Salter-Harris Type I physeal fracture of upper end of unspecified femur Save


ICD-10 code: S79.019

Chapter: Injury, poisoning and certain other consequences of external causes

Understanding Salter-Harris Type I Physeal Fracture of the Upper End of Unspecified Femur

Salter-Harris Type I physeal fracture of the upper end of the unspecified femur is a rare but serious condition that can affect children and adolescents. This type of fracture occurs when there is a break in the growth plate of the femur bone, which is responsible for the bone's growth and development. This type of fracture is considered a medical emergency and requires immediate medical attention to prevent further complications.

The upper end of the femur bone is located near the hip joint and is crucial for the proper functioning of the hip joint. When a Salter-Harris Type I physeal fracture occurs in this area, it can lead to a number of symptoms, including pain, swelling, bruising, and difficulty moving the affected leg. In severe cases, the fracture can also cause nerve and blood vessel damage, which can further complicate the condition and require additional treatment.

If you suspect your child has a Salter-Harris Type I physeal fracture of the upper end of the femur, it is important to seek medical attention right away.

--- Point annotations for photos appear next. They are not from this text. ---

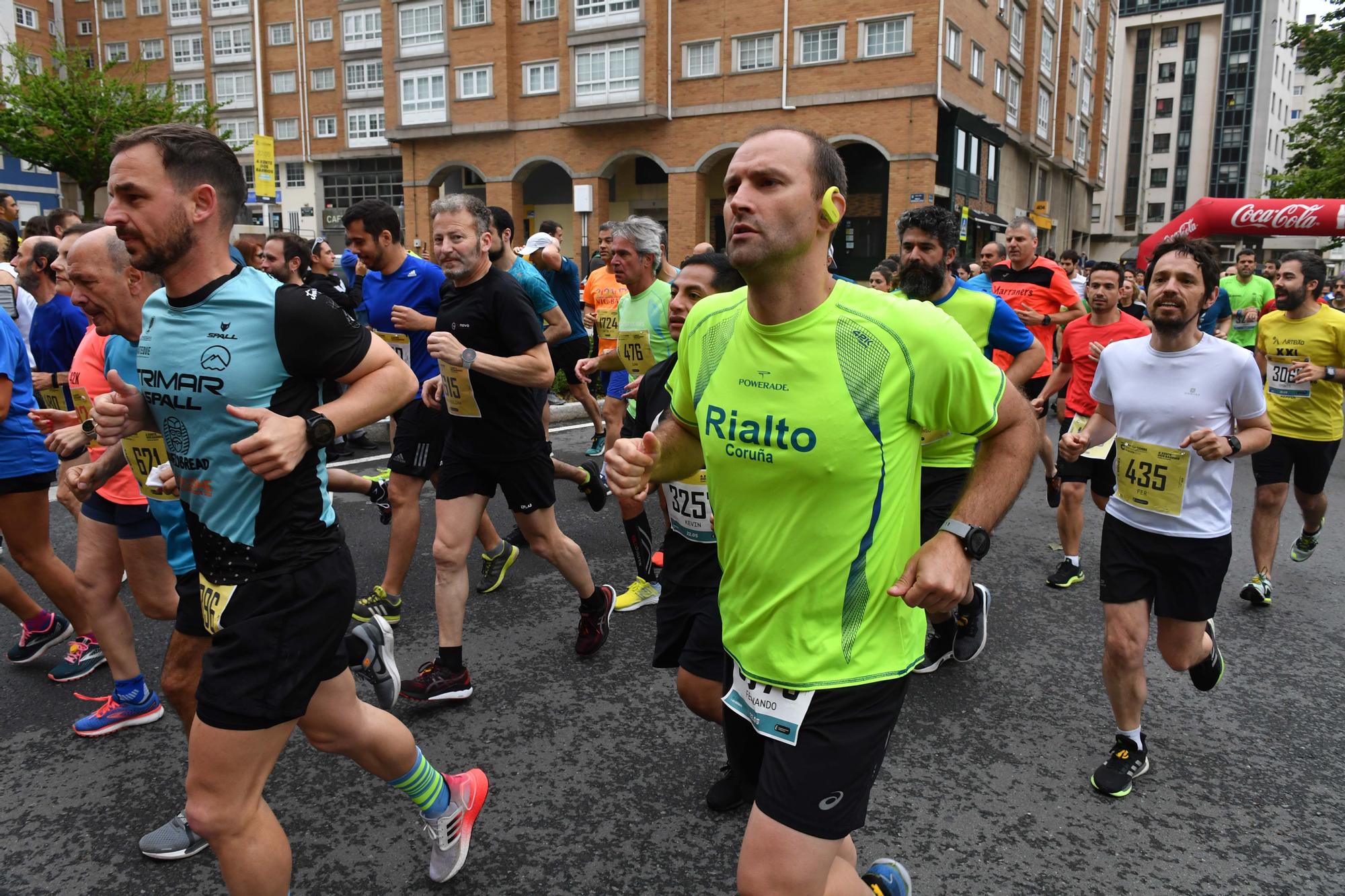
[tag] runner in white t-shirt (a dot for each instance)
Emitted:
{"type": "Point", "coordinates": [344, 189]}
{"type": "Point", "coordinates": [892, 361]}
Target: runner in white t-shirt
{"type": "Point", "coordinates": [1172, 403]}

Your doctor will likely conduct a physical exam and may also order imaging tests, such as an X-ray or MRI, to confirm the diagnosis and determine the extent of the damage.

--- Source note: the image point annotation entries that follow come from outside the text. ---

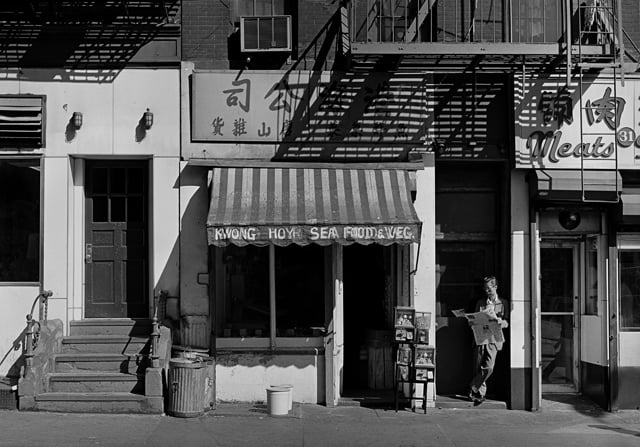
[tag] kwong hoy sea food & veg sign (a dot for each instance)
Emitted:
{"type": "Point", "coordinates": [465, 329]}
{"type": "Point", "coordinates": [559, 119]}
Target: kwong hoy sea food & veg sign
{"type": "Point", "coordinates": [556, 128]}
{"type": "Point", "coordinates": [313, 234]}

  1. Treatment options for a Salter-Harris Type I physeal fracture of the upper end of the femur may include:
    • Immobilization: This may involve the use of a cast or brace to keep the affected leg still and allow the bone to heal.
    • Surgery: In some cases, surgery may be required to realign the bone and stabilize the fracture.
    • Physical therapy: After the bone has healed, physical therapy may be recommended to help restore strength and range of motion to the affected leg.

It is important to follow your doctor's instructions carefully and attend all follow-up appointments to ensure proper healing and prevent future complications. With proper treatment and care, most children and adolescents with a Salter-Harris Type I physeal fracture of the upper end of the femur can make a full recovery and regain normal function of their affected leg.

In conclusion, if your child is experiencing symptoms of a Salter-Harris Type I physeal fracture of the upper end of the femur, it is important to seek medical attention right away. With prompt diagnosis and treatment, most children and adolescents can make a full recovery from this serious condition.